0
votes

I am trying to build a so called "modern data warehouse" using Azure services.

First step is to gather all the data in its native raw format into Azure Data Lake store. For some of the data sources we have no other choice than to use API for consuming the data. There's not much information when searching, therefore I am asking.

Is it possible to define 2 Web Activities in my pipeline that will handle below scenario?

  1. Web1 activity gets an API URL generated from C# (Azure Function). It returns data in JSON format and saves it to Web1.Output - this is working fine.
  2. Web2 activity consumes Web1.Output and saves it into Azure Data Lake as a plain txt file (PUT or POST) - this is needed.
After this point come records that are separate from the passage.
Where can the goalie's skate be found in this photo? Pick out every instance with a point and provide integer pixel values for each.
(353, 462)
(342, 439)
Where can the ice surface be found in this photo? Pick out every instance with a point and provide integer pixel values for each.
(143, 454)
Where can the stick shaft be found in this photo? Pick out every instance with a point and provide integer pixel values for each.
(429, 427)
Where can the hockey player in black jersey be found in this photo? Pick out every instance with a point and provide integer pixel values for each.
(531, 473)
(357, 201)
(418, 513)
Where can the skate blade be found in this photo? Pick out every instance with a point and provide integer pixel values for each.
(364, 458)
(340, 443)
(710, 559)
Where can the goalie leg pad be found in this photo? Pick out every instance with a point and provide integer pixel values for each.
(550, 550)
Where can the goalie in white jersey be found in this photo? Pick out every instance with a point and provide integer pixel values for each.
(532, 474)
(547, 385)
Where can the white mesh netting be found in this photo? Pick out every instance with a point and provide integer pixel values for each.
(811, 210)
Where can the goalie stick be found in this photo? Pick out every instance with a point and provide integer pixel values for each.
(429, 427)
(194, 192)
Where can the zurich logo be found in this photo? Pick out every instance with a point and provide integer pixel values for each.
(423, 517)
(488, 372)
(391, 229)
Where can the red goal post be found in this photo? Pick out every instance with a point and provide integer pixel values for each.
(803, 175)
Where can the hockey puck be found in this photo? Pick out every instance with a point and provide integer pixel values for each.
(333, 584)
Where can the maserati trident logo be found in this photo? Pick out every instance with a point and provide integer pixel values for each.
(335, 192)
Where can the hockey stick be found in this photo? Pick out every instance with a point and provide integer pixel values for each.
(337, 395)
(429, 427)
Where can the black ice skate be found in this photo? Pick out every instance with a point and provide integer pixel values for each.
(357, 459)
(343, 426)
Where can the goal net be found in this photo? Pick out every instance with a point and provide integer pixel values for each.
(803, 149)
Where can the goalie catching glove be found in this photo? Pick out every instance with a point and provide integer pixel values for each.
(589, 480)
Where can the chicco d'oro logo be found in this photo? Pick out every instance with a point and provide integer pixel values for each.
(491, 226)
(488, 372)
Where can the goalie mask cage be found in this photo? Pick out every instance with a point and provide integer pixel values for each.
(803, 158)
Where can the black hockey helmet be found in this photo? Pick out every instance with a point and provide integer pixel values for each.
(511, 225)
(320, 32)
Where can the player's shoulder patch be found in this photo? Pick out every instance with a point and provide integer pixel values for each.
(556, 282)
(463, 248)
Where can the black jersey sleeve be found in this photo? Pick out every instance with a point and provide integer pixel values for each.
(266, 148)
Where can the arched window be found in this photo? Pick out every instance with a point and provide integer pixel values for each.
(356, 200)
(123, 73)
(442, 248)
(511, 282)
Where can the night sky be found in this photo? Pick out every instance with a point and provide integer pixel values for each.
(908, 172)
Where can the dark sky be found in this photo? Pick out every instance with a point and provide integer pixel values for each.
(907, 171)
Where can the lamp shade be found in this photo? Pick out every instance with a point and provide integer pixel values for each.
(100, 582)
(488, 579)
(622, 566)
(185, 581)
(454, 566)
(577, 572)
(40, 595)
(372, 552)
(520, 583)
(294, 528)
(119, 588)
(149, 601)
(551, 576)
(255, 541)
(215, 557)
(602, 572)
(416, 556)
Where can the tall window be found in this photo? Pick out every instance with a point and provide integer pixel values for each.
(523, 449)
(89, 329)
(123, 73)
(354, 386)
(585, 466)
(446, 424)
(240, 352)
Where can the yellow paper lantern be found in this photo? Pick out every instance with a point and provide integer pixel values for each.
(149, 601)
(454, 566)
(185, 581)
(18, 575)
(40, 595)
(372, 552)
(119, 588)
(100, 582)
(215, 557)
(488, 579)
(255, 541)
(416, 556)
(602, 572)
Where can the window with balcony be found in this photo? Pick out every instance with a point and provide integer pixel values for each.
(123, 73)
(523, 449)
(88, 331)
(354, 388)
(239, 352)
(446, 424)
Above scenario is achievable by using Copy activity, but then I am not able to pass dynamic URL generated by Azure Functions. How do I save the JSON output to ADL? Is there any other way?

Thanks!

1

1 Answers

0
votes

Since you are using blob storage as an intermediary, and want to consume the blob upon creation, you could take advantage of Event Triggers. You can set up the Event trigger to run a pipeline containing Web2 activity. Which kicks off when the Web1 activity completes (separate pipeline).

By separating the two activities into separate pipelines, the workflow becomes asynchronous. This means you will not need to wait for both activities to complete before doing the next URL. There are many other benefits as well.